In terms of construction, it’s offered in three different builds: Alchemist (pre-preg carbon and Aspen), Tour1 (pre-preg carbon and fiberglass), and the Foundation (unidirectional carbon with Bamboo and Poplar). The obvious differences in the three are weight, liveliness, and price point. Smooth transitions into a turn and subtle release from the arc are the name of the game for this ski.
Their proprietary Chassis shaping is dubbed as a “mathematically scaled blueprint” combining flex, sidecut, and overall dimensions. This ski takes steady aim at being a one-ski quiver. It’s robust enough to spin inbounds laps day after day, but the Alchemist build means you don’t have to sacrifice weight on the skin track. DPS proudly crafts their skis at their factory in Salt Lake City, Utah.
L: 171, 178, 185cm
R: 21 m (@178cm)
Icelantic’s Natural 101 is as amazing as the people that run the Colorado-based indie company. It is the perfect blend of hard-charging and playful in a light, durable package.
When picking a touring ski I look for something that will do everything well because you never know what you are going to get into. The 132-millimeter shovel combined with the rocker throughout the first 31 centimeters of the ski float the Natural 101 effortlessly through the pow and keep you above the snow on those deep days skinning to the top of your favorite backcountry line.
The 5-millimeters of camber paired with Icelantic’s sustainably sourced, ultra-light Ochroma Core make for awesome edge grip and that extra little bit of energy when you load the ski up and want to blast into that next turn. Last but not least, the perfect amount of tail rocker is what sets this ski apart. The tail locks in and really carves a turn when you need it to, but it also releases and slarves when you want to grease the skinniest of couloirs.
You can tell tons of thought went into this ski.
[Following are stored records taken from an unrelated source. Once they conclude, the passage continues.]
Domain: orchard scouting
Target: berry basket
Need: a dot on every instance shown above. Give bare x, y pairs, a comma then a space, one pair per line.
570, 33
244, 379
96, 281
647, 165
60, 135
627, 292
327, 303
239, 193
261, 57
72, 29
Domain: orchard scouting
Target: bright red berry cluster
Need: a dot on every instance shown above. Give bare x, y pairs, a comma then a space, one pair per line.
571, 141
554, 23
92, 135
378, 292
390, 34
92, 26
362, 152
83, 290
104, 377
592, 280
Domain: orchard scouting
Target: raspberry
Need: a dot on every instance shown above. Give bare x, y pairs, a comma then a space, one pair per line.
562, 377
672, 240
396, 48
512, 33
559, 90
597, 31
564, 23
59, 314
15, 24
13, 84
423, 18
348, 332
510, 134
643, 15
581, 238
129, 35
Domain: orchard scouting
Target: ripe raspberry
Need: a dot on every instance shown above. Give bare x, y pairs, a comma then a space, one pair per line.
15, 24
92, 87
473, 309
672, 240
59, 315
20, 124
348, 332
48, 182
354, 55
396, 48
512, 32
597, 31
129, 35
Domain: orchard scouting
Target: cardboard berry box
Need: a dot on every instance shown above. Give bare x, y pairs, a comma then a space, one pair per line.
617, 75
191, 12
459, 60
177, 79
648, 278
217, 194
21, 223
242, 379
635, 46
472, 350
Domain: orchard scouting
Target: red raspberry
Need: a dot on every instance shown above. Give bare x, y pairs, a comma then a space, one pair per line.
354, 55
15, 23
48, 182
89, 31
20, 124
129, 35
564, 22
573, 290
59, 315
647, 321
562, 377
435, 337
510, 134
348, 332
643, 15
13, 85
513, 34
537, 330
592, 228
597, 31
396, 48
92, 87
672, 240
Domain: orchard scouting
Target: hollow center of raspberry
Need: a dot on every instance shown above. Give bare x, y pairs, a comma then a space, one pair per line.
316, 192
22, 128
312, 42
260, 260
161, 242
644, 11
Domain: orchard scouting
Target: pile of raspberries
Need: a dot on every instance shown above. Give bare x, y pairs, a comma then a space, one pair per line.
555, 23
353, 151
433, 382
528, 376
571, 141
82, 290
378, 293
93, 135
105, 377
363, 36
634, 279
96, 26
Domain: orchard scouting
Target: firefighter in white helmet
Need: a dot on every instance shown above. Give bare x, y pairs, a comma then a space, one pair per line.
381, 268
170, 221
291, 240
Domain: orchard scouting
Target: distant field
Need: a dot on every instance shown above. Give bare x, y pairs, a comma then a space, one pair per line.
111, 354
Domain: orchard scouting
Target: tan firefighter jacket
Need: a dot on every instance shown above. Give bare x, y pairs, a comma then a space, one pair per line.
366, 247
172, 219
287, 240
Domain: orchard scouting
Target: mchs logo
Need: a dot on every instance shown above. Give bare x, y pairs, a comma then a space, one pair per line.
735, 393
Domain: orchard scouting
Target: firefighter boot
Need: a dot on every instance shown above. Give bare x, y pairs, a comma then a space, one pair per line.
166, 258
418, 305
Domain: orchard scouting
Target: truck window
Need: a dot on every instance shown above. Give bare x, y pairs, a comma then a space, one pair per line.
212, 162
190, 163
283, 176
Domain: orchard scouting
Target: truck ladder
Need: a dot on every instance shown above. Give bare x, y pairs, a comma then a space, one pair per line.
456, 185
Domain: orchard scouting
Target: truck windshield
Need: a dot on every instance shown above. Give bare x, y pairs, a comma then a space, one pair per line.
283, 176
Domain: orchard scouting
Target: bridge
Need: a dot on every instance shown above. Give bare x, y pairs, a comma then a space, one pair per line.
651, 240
The unique tail shape makes putting on and taking off your skins a breeze, while also being able to set an anchor if you are getting extra rowdy. The durability of the top sheet is second to none, it reminds me of those giant jawbreakers from my childhood, the kind you would lick until your tongue bled, and would take you weeks to finish, these skis will last.
The graphic is also perfect for a backcountry ski. The lighter colors help fight off UV rays that would generally ice up a black touring ski. This paired with a sweet mystical bird drawn by co-founder Travis Parr make for cool summer garage art or something to stare at if you ate one too many Scooby Snacks.
Bottom line is these skis were the best skis I clicked my boots into all week. They ski amazing in any terrain on the resort or deep in the backcountry. With the new touring bindings skiing as well on the resort as they do off you should ski a ski that does the same. The icing on the cake is these skis are designed and handmade in the USA by skiers who love what they do and truly care about the sustainability of skiing.